A hacking anatomy and what we can learn out of it!
There is nearly no single week , we don’t read in the news that there is a attack launched against a government, business or organization. As we all know there is NO WAY to STAP a Hacker. All what we can do is make their job harder ? But how?
The best way is to keep an eye on Security News, to subscribe to some newsletters etc. Once a incident happens , we should look in to the details and learn from that. unfortunately, for most of us an incident can be much more effective than 100000 advises.
So we should learn from mistakes? Here is a very bad example : “The Turkish Government” . In last few months they had so many attacks , they were brought down so many times . the sad part of this is, when you check their “hacked” methods most of them are done with known vulnerabilities or more importantly with weak security.
Let’s review their (Turkish Government) incidents and what they done as response, what they have lost and what could they do? The Government’s official websites are brought down many time from the same Hacktivist group called RED HACK. All their attacks were launched as protest on what the current government…
Web Sites They Have Hacked and The Effects
Early 2012 Red Hack warns Turkish government with a video:
The video has been removed from You Tube but they were warning the government to take care of their IT systems. As it was published months after Anonymous did launched DDoS attacks on some Turkish government websites in June 2011 in protest against government plans to introduce Internet filtering. The government supposed to learn from this but they didn’t.
Nearly after six months of this incident this time RedHack warned them, and right after, they did done what they said, as you are going to read below:
March 2012, Ankara Police Department hacked
The group member said the reason for targeting the Ankara Police Department was that it was the centre of applications such as “E-State” and “E-Police,” and the fact that it was “much more special and better protected” than other police department websites.
RedHack had downloaded police files that contained “Top Secret” information. Password for top secret files was ‘123456’.
RedHack announced that almost all of the software installed on Ankara Police Department’s computers were pirated copies. “Even the FTP [File Transfer Protocol] program they were using to share secret documents was pirated. RedHack took screen shots showing illegally obtained programs…
They also attack and delete all files from sites that they believed Police should not have!!!
As a result the Turkish Police started to arrest few Hackers, claiming they were from RedHack, but of course the hacktivist group denied that and to “prove” that their hackers were still out and active, they crashed a website belonging to the dormitory directorate of the Turkish police force.

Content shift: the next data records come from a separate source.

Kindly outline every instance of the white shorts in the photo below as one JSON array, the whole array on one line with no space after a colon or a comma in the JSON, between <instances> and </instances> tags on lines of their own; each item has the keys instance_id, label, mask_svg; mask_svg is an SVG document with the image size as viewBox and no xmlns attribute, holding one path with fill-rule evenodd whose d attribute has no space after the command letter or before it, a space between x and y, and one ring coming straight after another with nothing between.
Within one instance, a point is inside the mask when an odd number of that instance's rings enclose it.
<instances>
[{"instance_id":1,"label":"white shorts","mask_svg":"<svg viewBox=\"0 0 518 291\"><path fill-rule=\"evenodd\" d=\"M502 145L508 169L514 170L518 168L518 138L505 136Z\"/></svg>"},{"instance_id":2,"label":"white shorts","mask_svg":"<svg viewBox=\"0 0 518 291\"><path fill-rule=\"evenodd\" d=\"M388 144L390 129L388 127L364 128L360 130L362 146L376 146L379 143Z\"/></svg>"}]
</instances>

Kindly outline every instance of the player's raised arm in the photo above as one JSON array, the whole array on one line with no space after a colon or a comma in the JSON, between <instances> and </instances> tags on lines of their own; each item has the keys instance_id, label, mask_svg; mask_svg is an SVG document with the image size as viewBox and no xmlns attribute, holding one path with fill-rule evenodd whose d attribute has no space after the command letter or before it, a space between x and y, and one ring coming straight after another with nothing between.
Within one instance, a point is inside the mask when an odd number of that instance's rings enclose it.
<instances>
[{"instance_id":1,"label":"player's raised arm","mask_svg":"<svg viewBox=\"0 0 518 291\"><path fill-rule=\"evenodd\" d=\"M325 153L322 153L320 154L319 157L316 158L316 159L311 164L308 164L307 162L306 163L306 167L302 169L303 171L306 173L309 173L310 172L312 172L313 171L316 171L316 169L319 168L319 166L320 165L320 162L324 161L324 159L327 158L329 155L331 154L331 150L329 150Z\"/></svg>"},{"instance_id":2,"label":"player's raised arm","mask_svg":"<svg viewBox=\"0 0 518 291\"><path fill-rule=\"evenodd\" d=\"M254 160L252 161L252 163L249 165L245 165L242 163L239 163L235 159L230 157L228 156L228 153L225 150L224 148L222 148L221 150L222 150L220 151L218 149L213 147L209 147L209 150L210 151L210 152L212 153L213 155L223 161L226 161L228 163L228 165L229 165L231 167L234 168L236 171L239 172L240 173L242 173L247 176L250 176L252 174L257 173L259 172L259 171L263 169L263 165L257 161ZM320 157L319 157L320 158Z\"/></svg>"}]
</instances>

And they released one more video, as you can watch here
April 2012, Turkish Interior Ministry website hacked
RedHack took down the documents section of the Turkish Interior Ministry website , downloading all documents on the ministry’s file system.As you might have seeing it in the above video RedHack sad that they had downloaded all the files in the ministry’s systems and would release them if “the minister kept jailing innocent people on charges of being a RedHack member…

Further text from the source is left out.